Altair Semiconductor, the Israeli-founded chipmaker, is spinning back out of Sony after a decade under its ownership, though the Japanese electronics giant will retain a stake. The move coincides with a $50 million funding round led by Pitango Group, aimed at strengthening Altair’s IoT connectivity portfolio and advancing its shift toward 5G and what it calls “physical AI.”
Sony originally acquired Altair in 2016 for $212 million to boost its Internet of Things capabilities, leveraging Altair’s low-power, single-mode LTE chipsets. Under the new arrangement, Altair regains operational independence while Sony remains a minority shareholder, a structure intended to give the company greater agility as it targets next-generation cellular IoT. The fresh capital will be used to scale its cellular IoT silicon and software, particularly for massive machine-type communications (mMTC) and ultra-reliable low-latency use cases required by 5G standards. Altair also plans to integrate AI processing into its edge devices, enabling on-device inference for industrial, automotive, and smart-city applications—what it terms “physical AI,” where AI models interact directly with the physical world through sensors and actuators.
Pitango Group, a prominent Israeli venture capital firm, led the round, signaling confidence in Altair’s direction and the broader market for 5G-powered edge intelligence.
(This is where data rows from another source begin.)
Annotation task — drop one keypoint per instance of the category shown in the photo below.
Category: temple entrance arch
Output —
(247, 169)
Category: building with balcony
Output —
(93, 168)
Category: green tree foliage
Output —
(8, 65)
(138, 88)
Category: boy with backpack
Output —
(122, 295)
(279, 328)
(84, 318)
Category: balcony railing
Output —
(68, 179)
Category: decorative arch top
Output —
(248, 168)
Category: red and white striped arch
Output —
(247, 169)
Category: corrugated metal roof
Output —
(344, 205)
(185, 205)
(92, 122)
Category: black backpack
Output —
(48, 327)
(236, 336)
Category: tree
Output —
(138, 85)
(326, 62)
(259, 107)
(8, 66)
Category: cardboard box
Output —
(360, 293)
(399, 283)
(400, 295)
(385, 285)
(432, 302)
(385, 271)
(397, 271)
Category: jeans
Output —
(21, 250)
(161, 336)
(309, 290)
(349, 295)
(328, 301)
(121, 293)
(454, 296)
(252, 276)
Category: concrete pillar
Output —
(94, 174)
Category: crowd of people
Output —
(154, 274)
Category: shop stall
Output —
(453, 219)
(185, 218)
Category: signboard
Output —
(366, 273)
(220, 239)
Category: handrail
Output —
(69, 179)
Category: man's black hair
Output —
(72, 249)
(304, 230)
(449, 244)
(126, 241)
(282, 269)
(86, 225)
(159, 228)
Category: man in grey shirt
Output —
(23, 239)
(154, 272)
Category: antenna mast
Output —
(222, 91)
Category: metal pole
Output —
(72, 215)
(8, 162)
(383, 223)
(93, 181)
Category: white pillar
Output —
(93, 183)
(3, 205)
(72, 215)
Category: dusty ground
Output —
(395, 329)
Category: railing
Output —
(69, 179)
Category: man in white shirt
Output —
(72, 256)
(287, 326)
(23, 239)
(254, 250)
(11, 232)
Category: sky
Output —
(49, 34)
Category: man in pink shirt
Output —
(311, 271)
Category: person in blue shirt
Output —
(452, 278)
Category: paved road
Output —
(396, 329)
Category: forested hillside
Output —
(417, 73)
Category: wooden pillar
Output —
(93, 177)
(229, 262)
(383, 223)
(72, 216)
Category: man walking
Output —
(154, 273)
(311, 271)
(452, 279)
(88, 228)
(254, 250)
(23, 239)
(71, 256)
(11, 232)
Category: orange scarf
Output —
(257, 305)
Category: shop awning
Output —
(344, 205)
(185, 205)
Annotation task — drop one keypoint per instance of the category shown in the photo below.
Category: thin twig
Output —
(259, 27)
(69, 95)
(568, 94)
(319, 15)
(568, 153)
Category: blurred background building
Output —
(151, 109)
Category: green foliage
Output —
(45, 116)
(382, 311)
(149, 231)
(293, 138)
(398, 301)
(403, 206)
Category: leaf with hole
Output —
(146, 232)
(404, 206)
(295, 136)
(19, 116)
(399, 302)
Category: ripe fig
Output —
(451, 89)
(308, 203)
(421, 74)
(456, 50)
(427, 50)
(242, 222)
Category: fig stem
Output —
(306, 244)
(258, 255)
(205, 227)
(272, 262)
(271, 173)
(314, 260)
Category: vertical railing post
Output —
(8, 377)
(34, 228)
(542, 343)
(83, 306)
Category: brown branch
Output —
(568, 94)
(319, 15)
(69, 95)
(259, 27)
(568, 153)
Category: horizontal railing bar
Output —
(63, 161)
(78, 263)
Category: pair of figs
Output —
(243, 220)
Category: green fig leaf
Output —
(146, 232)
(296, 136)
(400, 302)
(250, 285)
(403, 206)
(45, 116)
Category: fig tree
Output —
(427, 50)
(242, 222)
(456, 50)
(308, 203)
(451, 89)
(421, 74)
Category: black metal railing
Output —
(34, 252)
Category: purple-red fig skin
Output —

The company has historically served module makers and OEMs with chipsets that balance performance and energy efficiency, and the increased investment suggests it intends to compete more aggressively as cellular connectivity becomes ubiquitous in industrial IoT and autonomous systems. The injection of funds and renewed independence position Altair to capture growth in 5G-based IoT, a market projected to reach tens of billions of connections over the coming years.